In diesem Film konnte sie damit auch ihr zweites großes Interesse einbringen, die Psychologie, die sie zu ihrem Beruf machen will. Den Bachelorstudiengang hat sie bereits abgeschlossen und befindet sich nun im Master, den sie voraussichtlich im kommenden Jahr abschließen wird.
Fachwissen über Filme hat sich die Wonfurterin auch angeeignet. Film- und Regiekurse, zum Teil schon während der Schulzeit, unter anderem an der „London Film Academy“ im Jahr 2010 und ein Praktikum in der Werbefilmbranche in Würzburg im vergangenen Jahr gaben ihr zum einen tiefen Einblick in die Materie und die Psychologie, die hinter Filmmedien steht. Zum anderen lernte sie dort Ansprechpartner kennen, durch die es gelang, für ihr selbstverfasstes Drehbuch von „Meer bei Nacht“, das man dort für gut befunden hatte, eine Mannschaft von über 25 Mitwirkenden zu finden.

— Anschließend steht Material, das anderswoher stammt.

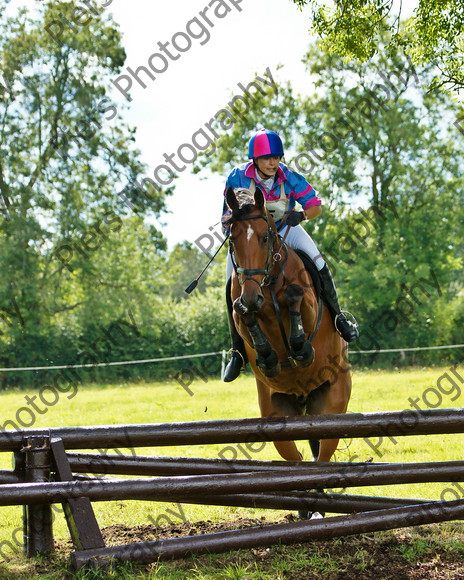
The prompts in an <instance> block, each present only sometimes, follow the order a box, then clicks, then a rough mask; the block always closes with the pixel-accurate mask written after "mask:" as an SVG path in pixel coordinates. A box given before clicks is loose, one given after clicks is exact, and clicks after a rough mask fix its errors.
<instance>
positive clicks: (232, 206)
mask: <svg viewBox="0 0 464 580" xmlns="http://www.w3.org/2000/svg"><path fill="white" fill-rule="evenodd" d="M226 201H227V205H228V206H229V207H230V209H231V210H232V212H234V211H236V210H238V201H237V198H236V197H235V193H234V190H233V189H232V188H231V187H229V188H227V191H226Z"/></svg>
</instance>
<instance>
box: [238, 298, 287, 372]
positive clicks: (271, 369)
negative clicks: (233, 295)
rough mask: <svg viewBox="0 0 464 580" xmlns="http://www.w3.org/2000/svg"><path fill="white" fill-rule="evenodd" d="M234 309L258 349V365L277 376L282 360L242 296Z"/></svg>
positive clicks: (239, 299)
mask: <svg viewBox="0 0 464 580" xmlns="http://www.w3.org/2000/svg"><path fill="white" fill-rule="evenodd" d="M234 310H235V312H236V313H237V314H239V316H240V317H241V318H242V319H243V321H244V322H245V324H246V328H247V330H248V333H249V335H250V337H251V340H252V342H253V348H254V349H255V351H256V366H257V367H258V368H259V369H260V371H261V372H262V373H263V374H264V375H265V376H266V377H275V376H276V375H278V374H279V373H280V362H279V358H278V356H277V354H276V352H275V351H274V350H273V349H272V347H271V343H270V342H269V340H268V339H267V338H266V335H265V334H264V332H263V331H262V330H261V328H260V326H259V324H258V320H257V319H256V316H255V314H254V313H253V312H250V311H248V309H247V308H246V307H245V306H243V303H242V302H241V300H240V298H237V300H235V302H234Z"/></svg>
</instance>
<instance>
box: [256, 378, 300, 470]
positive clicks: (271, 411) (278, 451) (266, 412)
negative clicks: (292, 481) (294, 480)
mask: <svg viewBox="0 0 464 580" xmlns="http://www.w3.org/2000/svg"><path fill="white" fill-rule="evenodd" d="M256 386H257V388H258V403H259V408H260V411H261V417H277V416H280V413H279V412H278V411H277V409H276V408H275V407H274V405H273V404H272V401H271V393H270V391H269V388H268V387H267V386H266V385H265V384H264V383H262V382H261V381H260V380H258V379H256ZM274 447H275V448H276V449H277V452H278V453H279V455H280V456H281V457H282V459H285V460H286V461H301V460H302V458H303V457H302V455H301V453H300V452H299V451H298V449H297V446H296V445H295V442H294V441H274Z"/></svg>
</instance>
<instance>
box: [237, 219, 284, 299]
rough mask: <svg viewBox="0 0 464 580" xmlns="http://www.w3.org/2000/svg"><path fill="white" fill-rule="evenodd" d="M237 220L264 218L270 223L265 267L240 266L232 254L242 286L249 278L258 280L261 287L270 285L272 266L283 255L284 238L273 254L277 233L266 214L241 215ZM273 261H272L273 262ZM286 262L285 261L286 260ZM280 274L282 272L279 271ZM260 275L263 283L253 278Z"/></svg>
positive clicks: (237, 276)
mask: <svg viewBox="0 0 464 580" xmlns="http://www.w3.org/2000/svg"><path fill="white" fill-rule="evenodd" d="M236 219H237V221H247V220H252V219H263V220H264V221H265V222H266V223H267V225H268V230H267V231H268V235H269V243H268V252H267V259H266V265H265V267H264V268H240V266H238V265H237V263H236V261H235V258H234V256H233V254H231V256H232V263H233V266H234V269H235V272H236V273H237V278H238V281H239V283H240V286H242V285H243V284H244V283H245V282H246V281H247V280H252V281H253V282H256V284H258V286H259V287H260V288H262V287H263V286H268V285H269V284H270V282H269V272H270V270H271V269H272V267H273V266H274V264H275V263H277V262H280V261H281V260H282V256H281V254H280V250H281V249H282V245H283V240H282V243H281V244H280V246H279V249H278V250H277V252H276V253H275V254H274V255H272V254H273V250H274V240H275V234H274V232H273V230H272V228H271V226H270V225H269V219H268V217H267V215H266V214H259V215H250V216H246V215H245V216H241V217H238V218H236ZM271 261H272V263H271ZM284 263H285V262H284ZM282 268H283V264H282V266H281V269H282ZM239 274H240V275H241V276H246V278H245V279H242V280H241V279H240V277H239V276H238V275H239ZM279 274H280V273H279ZM259 275H263V276H264V278H263V281H262V282H261V284H260V283H259V282H258V280H255V279H254V278H253V276H259Z"/></svg>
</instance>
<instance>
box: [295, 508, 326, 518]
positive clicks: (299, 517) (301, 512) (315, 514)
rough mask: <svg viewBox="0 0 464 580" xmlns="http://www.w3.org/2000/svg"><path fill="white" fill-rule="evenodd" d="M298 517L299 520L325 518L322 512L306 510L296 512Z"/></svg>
mask: <svg viewBox="0 0 464 580" xmlns="http://www.w3.org/2000/svg"><path fill="white" fill-rule="evenodd" d="M298 517H299V518H300V520H321V519H323V518H325V513H323V512H308V511H306V510H298Z"/></svg>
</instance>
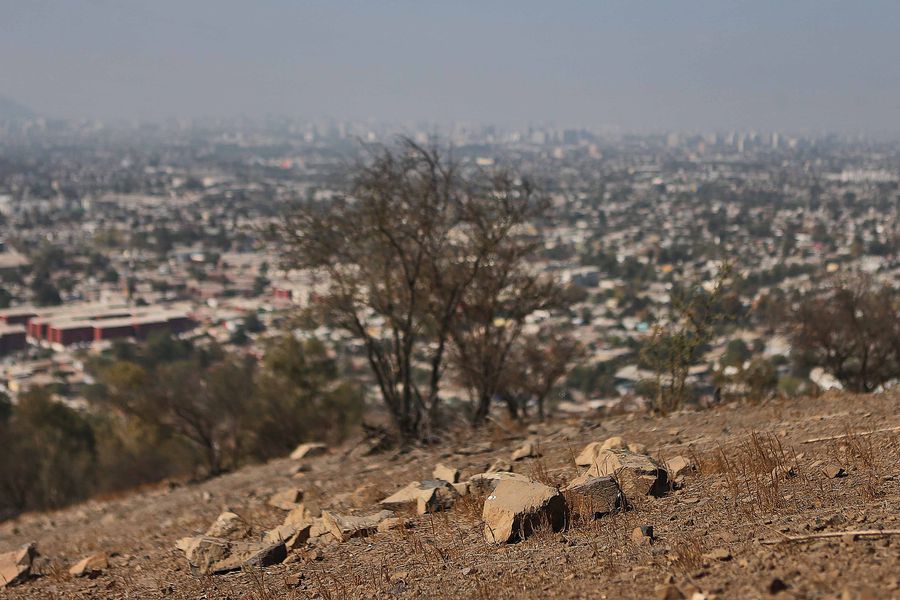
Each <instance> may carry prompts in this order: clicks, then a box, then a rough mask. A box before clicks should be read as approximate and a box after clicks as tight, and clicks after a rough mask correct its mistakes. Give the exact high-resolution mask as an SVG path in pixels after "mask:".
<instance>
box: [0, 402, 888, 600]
mask: <svg viewBox="0 0 900 600" xmlns="http://www.w3.org/2000/svg"><path fill="white" fill-rule="evenodd" d="M898 408H900V394H898V393H896V392H894V393H886V394H879V395H870V396H848V395H841V394H833V395H832V394H828V395H825V396H822V397H819V398H810V399H803V400H792V401H784V400H777V401H771V402H768V403H765V404H762V405H759V406H752V405H742V404H732V405H725V406H720V407H716V408H713V409H710V410H705V411H701V412H687V411H686V412H681V413H678V414H675V415H672V416H669V417H666V418H659V417H652V416H648V415H637V414H632V415H622V416H617V417H611V418H605V419H603V420H592V419H583V420H572V421H561V420H554V421H550V422H547V423H542V424H538V425H533V426H530V427H528V428H525V427H523V428H522V429H521V430H520V431H517V430H512V429H509V428H506V427H501V426H496V427H494V428H493V430H492V431H491V432H489V434H487V435H485V436H483V437H480V438H476V437H469V434H467V435H462V434H461V435H460V437H459V439H457V440H456V441H454V442H453V443H452V444H451V443H448V444H446V445H443V446H440V447H436V448H428V449H415V450H412V451H407V452H387V453H380V454H371V455H364V454H365V452H364V451H363V450H364V447H361V446H357V447H355V448H354V447H352V446H349V445H348V446H347V447H344V448H334V449H330V450H329V451H328V452H327V453H325V454H323V455H320V456H316V457H309V456H307V457H305V458H303V459H290V458H285V459H281V460H277V461H273V462H271V463H269V464H266V465H262V466H255V467H249V468H245V469H242V470H240V471H238V472H236V473H232V474H229V475H226V476H223V477H220V478H217V479H213V480H210V481H206V482H203V483H198V484H183V485H174V484H173V485H166V486H158V487H155V488H152V489H148V490H145V491H139V492H135V493H133V494H129V495H125V496H123V497H120V498H114V499H109V500H102V501H100V500H98V501H92V502H88V503H85V504H82V505H79V506H75V507H72V508H69V509H66V510H62V511H59V512H56V513H52V514H34V515H25V516H23V517H21V518H19V519H16V520H14V521H10V522H6V523H3V524H0V553H4V552H8V551H15V550H18V549H20V548H22V547H23V546H24V545H26V544H29V543H33V544H34V551H33V552H28V551H27V550H24V551H22V552H20V553H19V555H18V556H6V557H5V558H0V573H18V571H19V570H22V569H19V568H18V567H17V566H16V561H18V562H19V563H21V564H24V563H31V570H30V574H24V573H23V575H22V576H21V577H19V579H20V580H21V581H20V582H18V583H16V584H13V585H10V586H7V587H5V588H0V598H35V599H37V598H40V599H46V598H207V599H213V598H231V599H235V600H237V599H239V598H248V599H259V600H262V599H274V598H323V599H338V598H340V599H343V598H373V597H374V598H419V597H434V598H502V597H516V598H654V597H658V598H695V599H696V600H700V599H702V598H713V597H715V598H768V597H779V598H879V599H882V598H900V410H898ZM613 437H620V438H621V440H612V441H611V442H609V444H608V445H610V446H613V447H625V448H628V447H629V446H630V448H631V451H633V453H634V454H630V453H629V452H628V451H627V450H621V451H618V452H620V453H621V455H622V456H625V455H628V456H638V457H640V456H643V455H648V456H649V457H651V458H647V459H646V460H647V461H654V460H655V461H656V462H655V463H652V462H651V463H650V464H656V465H657V466H659V467H660V469H659V471H658V472H656V473H654V472H652V470H651V472H650V473H649V474H648V472H641V473H638V475H639V476H638V477H637V478H635V477H630V476H631V475H634V473H629V472H626V471H625V470H624V469H620V470H619V471H618V472H616V473H614V474H613V479H614V481H615V482H616V485H620V486H621V488H622V489H625V490H626V500H625V502H626V503H627V504H628V505H630V507H629V510H625V511H613V512H611V513H610V514H604V515H603V516H600V517H599V518H591V517H592V516H585V515H584V512H585V511H583V510H581V511H579V510H577V507H576V503H575V502H574V501H573V497H572V495H571V493H570V492H566V494H564V495H563V496H564V497H560V499H559V500H556V499H554V498H555V497H556V494H557V492H556V489H557V488H565V487H566V486H567V485H569V484H570V482H571V481H572V480H575V479H576V478H577V477H579V476H580V475H582V474H583V473H584V472H585V471H587V470H589V468H588V467H587V466H577V465H576V464H575V462H576V458H579V455H580V454H581V453H582V451H583V449H584V448H585V446H586V445H587V444H589V443H592V442H600V443H601V445H602V443H603V442H606V441H607V440H609V438H613ZM595 449H596V451H595V452H594V453H593V454H600V455H602V454H603V453H602V452H601V451H600V450H599V448H598V447H595ZM517 451H518V455H519V456H522V455H525V456H524V457H522V458H520V459H519V460H516V461H513V460H512V455H513V454H514V453H515V452H517ZM589 454H591V452H589ZM581 458H582V460H579V461H578V462H585V461H584V457H581ZM639 460H641V461H643V460H645V459H643V458H640V459H639ZM679 462H680V463H682V464H680V465H679V464H678V463H679ZM504 463H509V466H511V467H512V470H513V471H514V472H515V473H517V474H520V475H522V476H524V477H522V478H521V479H523V480H527V482H525V483H522V485H525V486H526V487H527V489H524V490H523V489H521V488H516V489H512V488H513V487H515V486H516V485H519V483H510V484H500V485H499V486H497V488H496V489H494V491H490V488H491V487H492V485H493V483H492V484H490V485H481V486H478V488H477V489H476V487H475V486H465V485H457V486H451V485H449V484H446V485H444V484H436V485H437V487H439V488H440V490H441V491H440V492H438V493H437V494H435V493H433V489H432V490H431V491H428V490H426V491H425V492H422V491H421V490H419V491H416V490H413V492H414V493H413V496H415V495H416V494H418V495H419V496H422V495H424V496H427V498H425V499H424V500H422V501H418V500H416V501H413V502H411V503H409V504H403V503H393V504H390V505H389V506H385V505H379V504H378V502H379V501H380V500H382V499H383V498H385V497H386V496H388V495H390V494H393V493H395V492H397V491H398V490H401V489H403V488H404V487H405V486H407V484H409V483H410V482H413V481H422V480H430V479H433V478H434V477H435V476H442V475H443V477H444V478H445V479H454V478H455V477H454V474H453V473H452V471H453V469H459V470H460V471H461V480H462V481H463V482H465V481H467V480H468V479H469V478H470V477H471V476H473V475H475V474H478V473H482V472H485V471H487V470H488V469H489V467H490V466H492V465H493V466H494V467H496V468H500V469H503V468H504V467H506V466H507V465H506V464H504ZM438 464H442V465H443V466H445V467H448V468H449V470H448V471H439V472H437V473H433V470H434V468H435V467H436V466H437V465H438ZM642 464H646V463H642ZM666 464H668V465H669V467H670V469H669V472H668V473H665V474H667V475H669V479H670V480H672V481H670V482H667V483H665V485H664V486H662V487H660V485H658V484H659V482H656V481H654V478H655V477H657V476H661V475H663V474H664V469H665V465H666ZM591 468H593V469H595V472H594V473H593V474H594V475H604V474H605V473H604V472H603V469H602V468H600V469H599V471H598V470H597V469H598V467H597V465H596V464H595V466H594V467H591ZM606 474H608V473H606ZM506 477H508V476H506ZM629 477H630V478H629ZM601 479H602V478H601ZM585 480H589V481H593V480H592V479H590V477H588V478H587V479H585V478H582V481H585ZM604 481H607V480H604ZM531 482H534V483H531ZM607 482H608V481H607ZM641 482H645V483H647V485H644V484H643V483H641ZM429 485H430V486H431V488H434V487H435V485H434V484H426V485H425V486H420V487H425V488H428V487H429ZM604 485H606V483H604ZM501 486H505V487H503V488H501ZM467 487H470V488H471V489H468V490H467V489H466V488H467ZM601 487H602V486H601ZM507 488H509V489H507ZM296 489H299V490H300V492H297V491H295V490H296ZM603 489H604V490H606V491H604V492H603V494H606V493H607V492H608V491H609V488H608V486H607V487H603ZM613 490H615V488H613ZM407 491H409V490H407ZM460 492H462V493H464V494H465V495H459V496H458V494H459V493H460ZM466 492H468V493H466ZM279 493H280V495H278V496H277V497H276V498H274V499H273V495H275V494H279ZM511 494H512V496H511ZM516 494H519V495H518V496H517V495H516ZM521 494H525V495H526V496H528V495H529V494H531V496H529V497H528V498H527V499H526V504H527V502H532V506H531V509H532V514H535V515H537V516H539V517H540V518H539V519H538V518H536V519H532V520H528V519H527V518H525V520H522V519H519V520H518V521H516V522H515V524H514V526H513V528H512V530H510V531H511V533H512V535H511V536H510V537H512V538H516V537H522V536H524V537H525V538H526V539H524V540H519V541H514V542H509V543H499V544H498V543H495V542H494V541H493V540H490V539H486V538H485V533H486V532H485V526H484V521H483V515H487V517H488V519H489V520H492V522H493V523H494V525H495V526H496V527H497V529H492V530H491V531H499V530H500V529H501V528H502V527H503V525H502V524H500V522H501V521H502V520H503V519H504V518H505V517H504V514H506V516H509V513H503V511H504V510H505V508H504V506H508V505H509V503H510V502H512V504H515V502H518V501H520V500H522V496H521ZM542 494H543V495H544V496H541V495H542ZM653 494H659V496H658V497H657V496H654V495H653ZM301 496H302V497H301ZM513 496H515V497H513ZM539 496H540V497H539ZM607 496H608V495H607ZM607 496H604V498H606V499H608V497H607ZM486 498H487V499H486ZM298 502H299V503H300V505H301V506H302V508H298V507H297V503H298ZM417 502H418V504H417ZM486 502H487V503H488V504H489V505H490V506H491V508H490V509H489V510H488V511H485V510H484V505H485V503H486ZM492 503H493V504H492ZM504 503H506V504H504ZM501 504H502V505H503V506H501ZM275 505H277V506H275ZM560 507H562V508H560ZM388 508H389V509H390V510H391V511H392V514H388V513H383V514H382V515H381V516H380V517H377V518H371V519H368V521H371V522H366V521H367V520H366V519H359V518H357V517H360V516H362V517H366V516H371V515H374V514H377V513H378V512H379V511H383V510H385V509H388ZM441 508H446V510H439V509H441ZM320 510H322V511H324V512H323V513H322V516H318V515H319V512H320ZM560 510H561V511H563V512H559V511H560ZM224 511H228V512H232V513H234V515H225V516H224V517H222V518H220V519H219V520H218V521H217V518H218V517H220V514H221V513H223V512H224ZM429 511H436V512H429ZM492 511H493V512H492ZM420 512H424V513H425V514H419V513H420ZM589 512H590V511H589ZM600 512H607V511H606V510H603V511H600ZM500 513H503V514H500ZM579 514H580V515H582V516H579ZM559 515H562V517H563V521H562V522H557V517H558V516H559ZM387 517H391V519H387ZM286 521H288V522H289V524H290V526H289V527H282V528H281V529H276V528H278V526H280V525H283V524H284V523H285V522H286ZM291 523H292V524H291ZM379 523H380V525H379ZM213 524H215V529H216V530H213V531H210V530H209V528H210V526H211V525H213ZM554 526H555V528H556V529H558V530H556V531H555V530H554ZM560 527H562V529H560ZM648 527H651V528H652V534H651V530H650V529H648ZM360 528H362V529H360ZM642 528H643V529H642ZM379 529H380V530H379ZM510 531H506V532H502V533H499V534H498V535H501V536H504V537H506V536H507V534H508V533H510ZM207 532H209V533H210V534H214V535H215V537H216V539H215V540H213V541H210V540H209V539H208V538H195V539H183V538H191V537H192V536H202V535H203V534H204V533H207ZM267 532H269V533H268V534H267ZM279 532H280V533H279ZM854 532H857V533H854ZM859 532H862V533H859ZM358 533H369V534H370V535H367V536H365V537H350V536H351V535H355V534H358ZM282 534H283V535H282ZM266 535H268V537H267V538H266V539H267V540H268V541H267V542H263V541H262V540H263V537H264V536H266ZM336 535H339V536H340V537H342V538H344V537H346V538H348V539H346V541H338V539H337V537H336ZM307 536H310V537H309V539H307ZM488 537H490V536H488ZM229 538H231V541H229ZM283 539H287V540H288V543H287V546H288V547H285V546H283V545H282V544H283V542H282V540H283ZM204 544H206V545H205V546H204ZM266 544H268V546H266ZM273 546H274V550H273ZM261 547H265V548H264V551H259V548H261ZM198 548H200V549H199V550H198ZM186 552H187V555H191V556H192V560H193V561H194V565H193V566H192V565H191V564H189V561H188V558H187V555H186ZM217 552H218V554H216V553H217ZM84 559H90V560H87V561H85V560H84ZM4 560H5V564H6V566H5V567H4V566H3V565H4ZM216 560H218V561H219V562H216ZM79 561H81V564H77V563H79ZM241 562H245V563H246V564H245V566H244V567H243V568H241V569H239V570H236V571H229V572H226V573H222V574H211V575H204V574H200V571H204V570H206V571H214V570H225V571H227V570H228V569H231V568H233V567H235V566H236V565H237V566H240V563H241ZM271 562H274V563H275V564H272V565H270V566H252V565H253V563H255V564H260V563H261V564H268V563H271ZM216 565H218V567H217V566H216ZM223 565H224V566H223ZM219 567H222V568H221V569H219ZM70 570H74V571H75V573H74V574H73V573H72V572H70Z"/></svg>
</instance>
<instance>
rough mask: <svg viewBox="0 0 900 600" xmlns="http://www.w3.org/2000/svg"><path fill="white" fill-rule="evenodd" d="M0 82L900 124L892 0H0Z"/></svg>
mask: <svg viewBox="0 0 900 600" xmlns="http://www.w3.org/2000/svg"><path fill="white" fill-rule="evenodd" d="M0 96H6V97H9V98H11V99H13V100H15V101H17V102H19V103H21V104H23V105H26V106H27V107H29V108H31V109H32V110H34V111H36V112H38V113H41V114H44V115H48V116H56V117H96V118H129V119H131V118H141V119H158V118H168V117H205V116H214V117H220V116H225V117H230V116H239V115H245V116H251V117H255V116H265V115H286V116H293V117H300V118H313V119H318V118H336V119H374V120H379V121H391V122H414V121H427V122H431V123H437V124H447V123H451V122H473V123H483V124H496V125H501V126H524V125H541V124H553V125H557V126H566V127H580V126H583V127H590V128H598V129H609V130H619V131H639V132H641V131H663V130H665V131H669V130H681V131H712V130H731V129H756V130H761V131H773V130H777V131H785V132H796V133H801V132H817V133H818V132H823V131H835V132H860V133H867V132H882V133H883V132H891V133H897V132H900V2H897V1H896V0H890V1H883V2H882V1H874V0H856V1H849V0H847V1H835V0H787V1H785V0H778V1H770V0H755V1H748V2H737V1H732V0H710V1H697V0H669V1H662V0H622V1H614V0H605V1H604V0H592V1H583V2H577V1H566V0H545V1H542V2H535V1H531V0H509V1H505V2H501V1H494V0H479V1H469V0H443V1H441V2H437V1H430V0H414V1H413V0H410V1H403V2H401V1H390V0H364V1H362V0H361V1H356V2H353V1H347V0H321V1H313V0H306V1H303V0H0Z"/></svg>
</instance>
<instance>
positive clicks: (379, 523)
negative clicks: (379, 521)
mask: <svg viewBox="0 0 900 600" xmlns="http://www.w3.org/2000/svg"><path fill="white" fill-rule="evenodd" d="M406 526H407V522H406V519H401V518H400V517H391V518H389V519H385V520H384V521H382V522H381V523H379V524H378V532H379V533H383V532H385V531H393V530H395V529H403V528H405V527H406Z"/></svg>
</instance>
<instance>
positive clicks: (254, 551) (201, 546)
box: [179, 536, 287, 575]
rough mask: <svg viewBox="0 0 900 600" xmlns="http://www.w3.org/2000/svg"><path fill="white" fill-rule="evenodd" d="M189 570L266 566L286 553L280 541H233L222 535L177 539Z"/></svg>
mask: <svg viewBox="0 0 900 600" xmlns="http://www.w3.org/2000/svg"><path fill="white" fill-rule="evenodd" d="M179 548H181V549H182V550H184V553H185V556H187V559H188V563H189V564H190V565H191V571H193V572H194V573H195V574H200V575H215V574H220V573H228V572H229V571H237V570H239V569H241V568H244V567H268V566H271V565H274V564H278V563H280V562H281V561H283V560H284V559H285V558H286V557H287V548H286V547H285V545H284V543H283V542H274V543H268V542H235V541H231V540H225V539H221V538H214V537H209V536H200V537H196V538H190V540H189V541H188V542H187V543H185V540H179Z"/></svg>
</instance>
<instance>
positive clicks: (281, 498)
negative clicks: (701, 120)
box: [269, 488, 303, 510]
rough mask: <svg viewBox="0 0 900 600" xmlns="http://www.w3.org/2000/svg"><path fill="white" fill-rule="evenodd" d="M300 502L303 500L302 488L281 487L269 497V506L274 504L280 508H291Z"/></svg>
mask: <svg viewBox="0 0 900 600" xmlns="http://www.w3.org/2000/svg"><path fill="white" fill-rule="evenodd" d="M301 502H303V490H301V489H300V488H287V489H283V490H281V491H280V492H276V493H274V494H272V497H271V498H269V506H274V507H275V508H280V509H281V510H293V509H294V508H296V507H297V505H298V504H300V503H301Z"/></svg>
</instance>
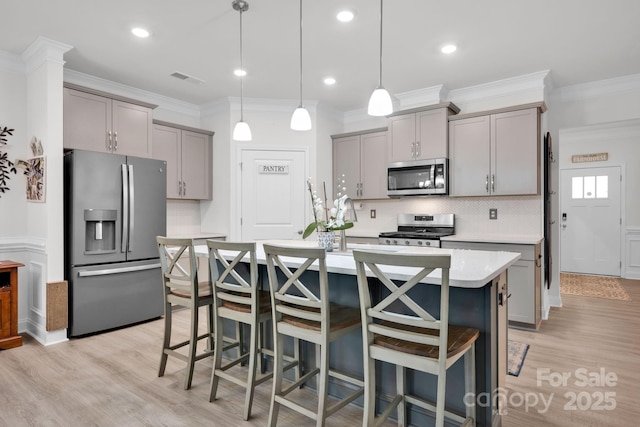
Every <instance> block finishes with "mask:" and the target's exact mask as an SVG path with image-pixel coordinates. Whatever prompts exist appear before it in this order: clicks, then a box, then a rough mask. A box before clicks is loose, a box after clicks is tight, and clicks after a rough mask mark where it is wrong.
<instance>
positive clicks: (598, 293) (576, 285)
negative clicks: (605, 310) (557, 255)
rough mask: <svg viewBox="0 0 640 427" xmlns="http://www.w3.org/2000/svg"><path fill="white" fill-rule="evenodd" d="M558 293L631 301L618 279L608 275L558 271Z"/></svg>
mask: <svg viewBox="0 0 640 427" xmlns="http://www.w3.org/2000/svg"><path fill="white" fill-rule="evenodd" d="M560 293H561V294H566V295H578V296H584V297H595V298H609V299H617V300H622V301H631V297H630V296H629V294H628V293H627V291H625V290H624V288H623V287H622V285H621V284H620V279H618V278H616V277H609V276H589V275H586V274H571V273H560Z"/></svg>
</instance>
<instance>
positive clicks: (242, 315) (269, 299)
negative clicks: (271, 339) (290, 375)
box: [207, 240, 300, 420]
mask: <svg viewBox="0 0 640 427" xmlns="http://www.w3.org/2000/svg"><path fill="white" fill-rule="evenodd" d="M207 247H208V251H209V271H210V277H211V280H212V283H213V290H214V295H213V298H214V304H213V307H214V319H215V321H214V330H215V336H216V343H215V345H216V348H222V347H221V343H220V342H219V341H220V340H221V338H220V337H221V336H222V330H223V321H224V320H225V319H226V320H228V321H232V322H235V324H236V331H238V332H237V333H238V334H239V331H240V324H245V325H248V327H249V330H250V334H249V335H250V337H249V342H248V344H249V348H248V349H245V348H242V349H241V351H239V353H238V357H236V358H234V359H231V360H229V361H225V363H224V364H223V360H222V351H216V352H215V357H214V363H213V370H212V372H211V386H210V390H209V401H210V402H213V401H214V400H215V399H216V395H217V392H218V383H219V380H220V378H222V379H224V380H226V381H230V382H232V383H234V384H237V385H239V386H242V387H244V388H245V390H246V391H245V403H244V408H243V418H244V419H245V420H248V419H249V417H250V416H251V407H252V404H253V395H254V391H255V388H256V387H257V386H258V385H260V384H262V383H264V382H265V381H267V380H269V379H271V378H272V377H273V372H270V373H267V374H264V369H263V364H262V363H261V362H262V357H263V356H271V357H273V351H271V350H269V349H267V348H264V346H263V345H262V326H263V324H264V323H265V322H267V321H268V320H271V316H272V310H271V294H270V292H269V291H264V290H260V289H258V265H257V261H256V244H255V243H253V242H252V243H245V242H225V241H220V240H207ZM246 257H248V261H249V263H248V266H247V263H246V262H245V261H246V260H245V258H246ZM296 355H298V352H296ZM286 361H287V362H288V363H287V364H286V366H284V367H283V369H284V370H287V369H291V368H294V367H295V368H297V367H298V362H297V359H296V360H294V358H286ZM247 362H248V364H249V369H248V373H247V374H246V377H244V378H241V377H240V376H239V375H238V374H237V373H235V372H231V368H233V367H234V366H237V365H239V364H241V363H247ZM257 370H260V373H261V374H264V375H260V376H259V375H258V374H257V372H256V371H257ZM299 376H300V373H299V368H297V370H296V378H297V377H299Z"/></svg>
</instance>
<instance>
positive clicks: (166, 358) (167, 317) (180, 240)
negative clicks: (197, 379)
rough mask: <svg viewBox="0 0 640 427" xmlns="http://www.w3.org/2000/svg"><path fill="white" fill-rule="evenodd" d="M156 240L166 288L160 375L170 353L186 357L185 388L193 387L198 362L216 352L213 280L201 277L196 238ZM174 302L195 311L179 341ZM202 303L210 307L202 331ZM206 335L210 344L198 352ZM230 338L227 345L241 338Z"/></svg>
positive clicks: (203, 305) (164, 294) (164, 288)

„Gestartet war das Filmprojekt ganz klein mit drei Personen“, erzählt die 27-Jährige.
Hertinger betont, dass alle Akteure auf ihrem Gebiet Spezialisten sind, sowohl hinter, als auch vor der Kamera. Als Schauspieler konnten renommierte Fernseh-, Film-, und Theaterschauspieler gewonnen werden wie David Steffen oder Peter Kotthaus, die bereits in zahlreichen Fernsehproduktionen vor der Kamera standen. Die musikalische Umrahmung von „Meer bei Nacht“ wird von Diplom-Musiker Jonas Göbel, der wie Kim Hertinger aus Wonfurt stammt, produziert.
Nachdem immer mehr Leute zu dem Projekt hinzustießen, wurde auch die Außenwirkung immer größer: als Sponsoren konnten dadurch neben dem Fachbereich Kultur der Stadt Würzburg auch das Würzburger Unternehmen „Takenet“ gewonnen werden. Darüber hinaus unterstützen auch das Theater Chambinzki sowie der Fachbereich Psychiatrie der Uniklinik Würzburg, wo auch die Dreharbeiten stattfanden, das Filmprojekt bei den Drehorten und der Organisation.
Die Idee zu diesem Film, so Hertinger, kam ihr während einer Univorlesung, in der das „Korsakow-Syndrom“ Gegenstand war. Diese Form der Demenz wird durch übermäßigen Alkoholkonsum ausgelöst und kann bereits im Alter von 50 Jahren auftreten: Gedächtnisverluste des Kurz- und des Langzeitgedächtnisses sind die Folge. Die Betroffenen füllen infolgedessen ihre Erinnerungslücken mit Erfundenem aus. Für Kim Hertinger war dieses Thema dafür prädestiniert, filmisch aufgearbeitet zu werden und die psychologische Dimension im Inneren der Personen zu entfalten.
Der Film, so viel sei verraten, handelt von einem ehemaligen Theaterstar, der in Folge des „Korsakow-Syndroms“ glaubt, wieder das große Comeback geschafft zu haben. Jedoch nimmt er nicht wahr, dass er sich in der Psychiatrie befindet und sein erneuter Durchbruch nie stattgefunden hat. Die Ärzte hält er, nachdem er aufwacht, für Regisseure, seine Tochter erkennt er nicht. Der Film stellt die Traumwelt des Hauptakteurs der Realität gegenüber, so dass die Grenzen dazwischen zu verschwimmen scheinen. Der Hauptakteur verliert durch die Krankheit jegliche Form der Selbstbestimmung und seine zunehmende Flucht stellt ihn vor eine folgenschwere Entscheidung.
Kim Hertinger will mit dem Kurzfilm über das „Korsakow-Syndrom“ aufklären sowie Verständnis für Betroffene und Angehörige erzeugen. Die 27-Jährige betont, dass es sich bei dem Film um ein hochwertiges, regionales Kunstwerk handelt, bei dem alle Posten von der Kamera, über die Beleuchtung, bis hin zur Maske von renommierten Profis – vor allem aus der Gegend – besetzt sind. Neben den Schauspielern sei nicht nur das Team, sondern auch die technische Ausrüstung auf Profiniveau. Das große Ziel der Autorin, Produzentin und Regisseurin ist die Berücksichtigung des Projektes auf großen Filmfestivals wie der Berlinale, bei der es eine spezielle Rubrik für Kurzfilme gibt. Gezeigt werden soll der 20-minütige Film, der am 15. November dieses Jahres fertig sein soll, auf deutschen und internationalen Film- und Kurzfilmfestivals.